We already know—we have deduced—that if “has the ability” meant “she guesses all correctly” that the this model is false. If we said “has the ability” mean “she guesses at least N/2 correctly”, and we had no other interpretations in contention, then this the probability this model is true remains 1.
But if we allow agnosticism in the way mentioned above, then we are not going to say after the first N = 8 cups whether she “has the ability” or not. Instead, we will use the evidence from the first experiment to suggest she has a certain ability, which, given the evidence, says she will get about 6 out of every 8 new cups right.
Suppose we were to guess, given this agnostic model and the evidence of the experiment and the data from the experiment itself, what the probability she will guess M’ new cups out of N’. That’s what the spikes in the second curve are, for N’ = 8: these spikes are at the points M’/N’, M’ = 0, 1, 2,…,8, so that they can be compared with the frequentist answer.

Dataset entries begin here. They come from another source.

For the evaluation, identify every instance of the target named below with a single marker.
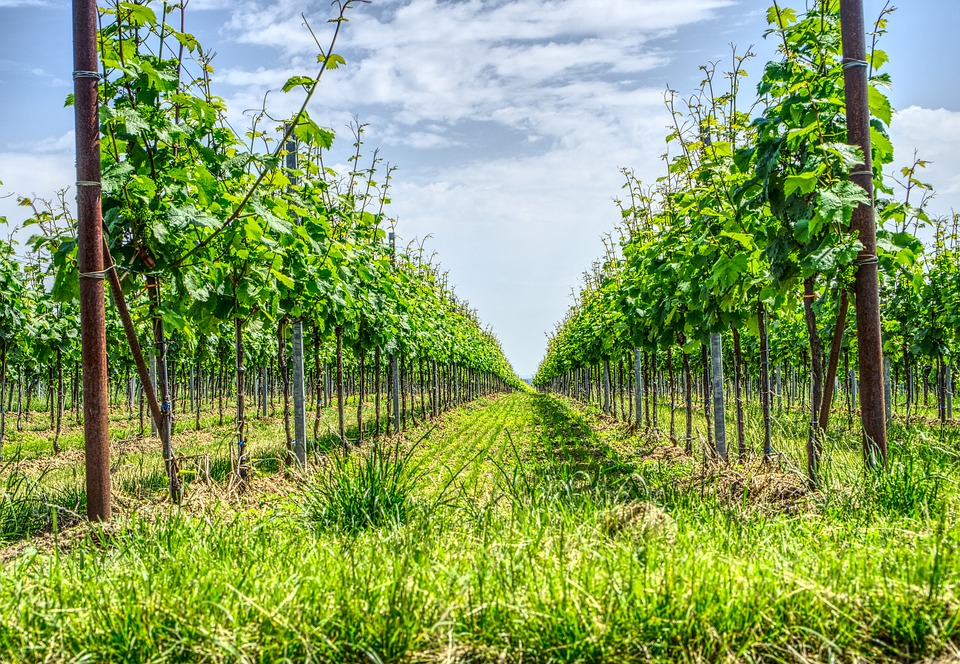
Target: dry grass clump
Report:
(639, 520)
(756, 483)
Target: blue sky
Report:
(508, 119)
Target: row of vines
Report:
(255, 270)
(742, 253)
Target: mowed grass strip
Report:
(536, 575)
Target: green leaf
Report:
(283, 279)
(298, 81)
(880, 107)
(805, 183)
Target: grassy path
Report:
(559, 539)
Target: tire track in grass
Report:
(473, 443)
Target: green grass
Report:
(503, 534)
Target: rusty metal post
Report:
(96, 431)
(867, 284)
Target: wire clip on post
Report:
(850, 63)
(102, 274)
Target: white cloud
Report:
(935, 136)
(32, 175)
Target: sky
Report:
(508, 120)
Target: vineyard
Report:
(241, 420)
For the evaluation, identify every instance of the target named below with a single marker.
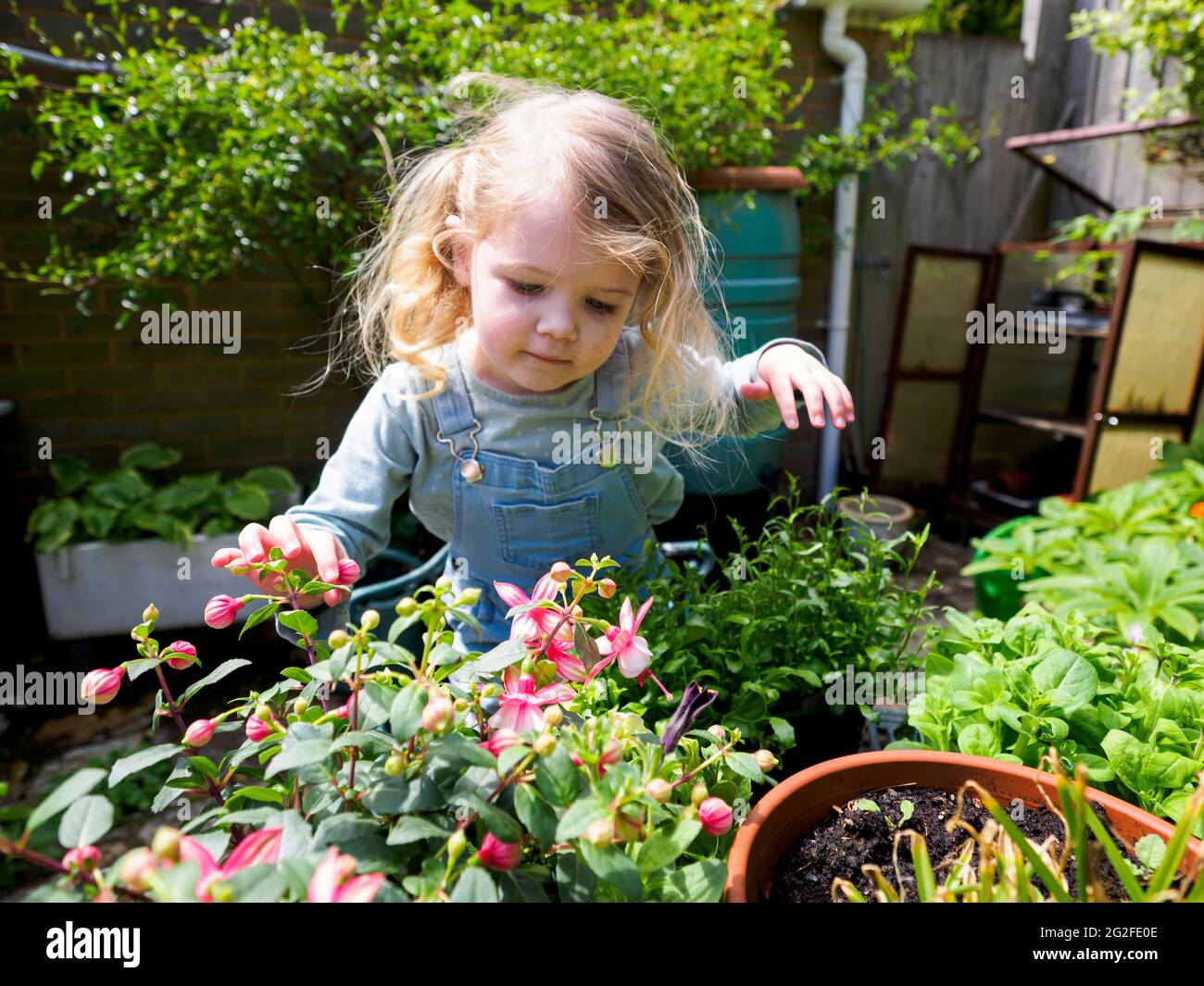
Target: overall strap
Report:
(610, 385)
(458, 425)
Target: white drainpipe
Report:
(847, 53)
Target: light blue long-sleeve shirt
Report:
(390, 445)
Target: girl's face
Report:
(545, 312)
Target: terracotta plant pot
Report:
(801, 802)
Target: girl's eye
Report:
(524, 288)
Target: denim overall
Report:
(514, 517)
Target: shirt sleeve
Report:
(361, 481)
(753, 417)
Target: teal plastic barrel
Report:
(761, 288)
(996, 593)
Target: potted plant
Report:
(1130, 714)
(410, 786)
(112, 532)
(1007, 791)
(798, 619)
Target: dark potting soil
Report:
(843, 842)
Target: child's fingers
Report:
(325, 554)
(288, 536)
(256, 542)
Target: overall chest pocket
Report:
(534, 536)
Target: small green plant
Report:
(1131, 716)
(906, 809)
(1010, 868)
(808, 597)
(125, 504)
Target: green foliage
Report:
(123, 505)
(293, 139)
(997, 19)
(1127, 557)
(586, 805)
(806, 597)
(1131, 716)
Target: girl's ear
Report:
(460, 256)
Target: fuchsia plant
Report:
(560, 793)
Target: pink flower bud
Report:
(257, 730)
(200, 732)
(136, 869)
(85, 857)
(500, 741)
(494, 854)
(181, 646)
(438, 713)
(220, 610)
(101, 685)
(715, 817)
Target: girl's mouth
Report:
(546, 359)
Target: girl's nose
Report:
(557, 321)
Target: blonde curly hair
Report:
(521, 144)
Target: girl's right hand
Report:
(312, 549)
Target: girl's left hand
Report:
(784, 368)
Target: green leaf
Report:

Notice particularly that the most likely number of new cups (given the old information) is M’ = 7. It is not M’ = 6.
The next picture is the same thing, except assuming she originally guessed M = N = 8. We would now reject all “nulls” that are about p = 0.7 or smaller.
The number of new cups M’ has shifted to higher probabilities of larger numbers of correct guesses, as we might expect. But even thought she got all right before, notice there is still a good chance that she won’t get all right in the next 8. There is just greater than a 50% chance that she will, but it is not certain that she will.
The frequentist answer, for all null hypotheses under p = 0.7, would be to say that she would guess all future numbers of cups perfectly, no matter how many new cups there will be. Why? Because we have rejected any hypothesis which calls for less-than-perfect probabilities. Indeed, the frequentist estimate for p is M/N = 1.
Pause here and reflect until this last point seeps in. It is crucial.
Here is why frequentist procedure sends one off more confident than one should be. Again, we are looking at the probability of guessing correctly M’/N’ new cups, but only for when the old evidence was she guessed 6 out of 8 correctly (if you understood everything, you know why I needn’t craw the corresponding 8 out of 8 picture).
The black lines are the frequentist guess using the plug-in estimator p = 6/8. The blue lines are the same as they were in the first picture: the result of applying the agnostic model to new data. Notice that the Bayesian answer is more spread out, i.e. more uncertain.
And remember! This line only holds for the specific agnostic model given. If you really do mean that “has the ability” means “guessing all correctly no matter what” then we know, if M = 6, that this model is false, i.e. that she does not have the ability.
I will be away from the computer until Friday.